【お気に入り】
初めて言うけど
小学生のころ、自分が悪気なく発した無邪気な言葉であわよくばあの子が一人で勝手に傷ついてくれないかなーなんて底意地の悪い願望を持ってた
成長してからは、気づくか気づないかの微細な棘を散りばめておいて離れるという謎の意地悪をした
もうずっとその恥部をひきずりながら生きてる
口の端に透けて見える自尊心や言葉と裏腹な虚栄心が相手に見えてしまうと、とたんに拒否反応がでる
誰かが裏側を真剣に隠して、にやけた仮面をつけるのが滑稽に思える
そんなものは信頼できない
仮面を外させたい、裏側を暴こうとしてしまうのは、今でもそうかもしれない
汚れていても歪んでいても、そのままでいてほしい
【どうして】
幼いころ、かけっこがすごく速い子がいた
ずっと勝てなくて、そういうものだと思ってて
初めて勝ったとき、妙なさびしさがあったのをおぼえてる
そのあとからその子が私に向けてきた静かな怒りも
羨望の眼差しで前に押し出される疎外感
信頼という名前でひとり、先頭を行かされる不安
振り返ったらみんなが仲良くおしゃべりしている孤独感
「あなたは私たちとはちがうから」
「ちがうところ」に持ち上げられてしまうあのかんじ
誰かおしえて、
前に押し出す時ってどういう気持ちなの?
理解できないままかかえた不信感が今も時々ひょっこり顔を出す
押し出されるたびに、帰る場所を失う気がする
ここじゃない、私の帰る場所を探そうとする
前だけを見て、うしろは崖っぷちだ
ふりかえっちゃダメだ、
前だけを見て、そう、歩けるね
カモメが励ましてくれる
【ふきぬける風】
部屋の窓をひとつ開けても、風は入ってこない。
今ある空気を出さないと、新しい空気は入らない。
うむ。
窓を開けると何もしなくても入れ替わるもんだ。
案外、あっさりと。
ふきぬける風に当たろう。
換気をしよう。

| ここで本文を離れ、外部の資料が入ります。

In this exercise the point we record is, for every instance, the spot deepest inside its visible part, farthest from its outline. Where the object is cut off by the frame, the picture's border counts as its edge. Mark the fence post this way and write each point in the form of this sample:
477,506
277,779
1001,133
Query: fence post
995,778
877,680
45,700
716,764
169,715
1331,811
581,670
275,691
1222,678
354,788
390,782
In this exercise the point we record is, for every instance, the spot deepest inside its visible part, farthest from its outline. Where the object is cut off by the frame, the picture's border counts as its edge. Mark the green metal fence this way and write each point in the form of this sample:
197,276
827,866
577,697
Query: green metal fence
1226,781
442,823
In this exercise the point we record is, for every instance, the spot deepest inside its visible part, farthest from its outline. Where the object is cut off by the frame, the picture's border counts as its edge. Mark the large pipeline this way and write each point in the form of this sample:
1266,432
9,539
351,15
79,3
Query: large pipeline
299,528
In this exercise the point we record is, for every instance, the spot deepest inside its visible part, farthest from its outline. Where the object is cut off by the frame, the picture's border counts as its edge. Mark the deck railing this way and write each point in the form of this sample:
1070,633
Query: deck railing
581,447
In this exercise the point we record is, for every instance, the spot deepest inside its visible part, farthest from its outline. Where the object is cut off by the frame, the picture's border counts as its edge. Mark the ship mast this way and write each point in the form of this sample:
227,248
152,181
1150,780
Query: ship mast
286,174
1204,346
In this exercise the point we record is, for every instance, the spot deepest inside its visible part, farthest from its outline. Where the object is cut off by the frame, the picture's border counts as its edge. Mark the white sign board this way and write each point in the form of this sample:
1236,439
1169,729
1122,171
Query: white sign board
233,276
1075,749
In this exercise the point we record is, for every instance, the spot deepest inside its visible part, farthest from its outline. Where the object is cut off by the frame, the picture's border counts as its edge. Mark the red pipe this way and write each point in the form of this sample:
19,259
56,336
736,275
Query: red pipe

身体も心も風邪をひかないように。
【記憶のランタン】
銀杏の木を見るとあなたを思い出す、と友人が言った
木を見て思い出してもらえるなんて光栄だ
一度だけ行った、おそらくもう行くことのない公園で
2人で撮った写真の印象が強かったのだとか
どんな場面が誰の記憶に残るのか、
自分でコントロールできないのも不思議
できることよりも、できないことにヒントがある気がする
【心の迷路】
ああ、まただ、と思う。
しあわせだなぁなんて思ったから。
あの時、晩夏の夕暮れ、
くっきりとした山の稜線とオレンジの空を見上げて
わたしの周りで今、泣いている人がいなくて、
依存されることもなくて、
卑下されることも、嘲笑されることも妬まれることもなくて、
寂しさに打ちのめされているひとも、
いのちの危機にあるひともいない、
大切な人たちが、とりあえず、
自分の力で立ち、自分の感情をたいせつに、
夕方まできっと穏やかに過ごせているだろうことが、
しあわせだなぁなんて思ったから。
押し寄せる安堵に涙があふれた。
止められないほど泣いた。
まさかこんなことになるなんて。
しあわせだなんて思わなければ。
思っちゃだめだって気づけばよかったのに。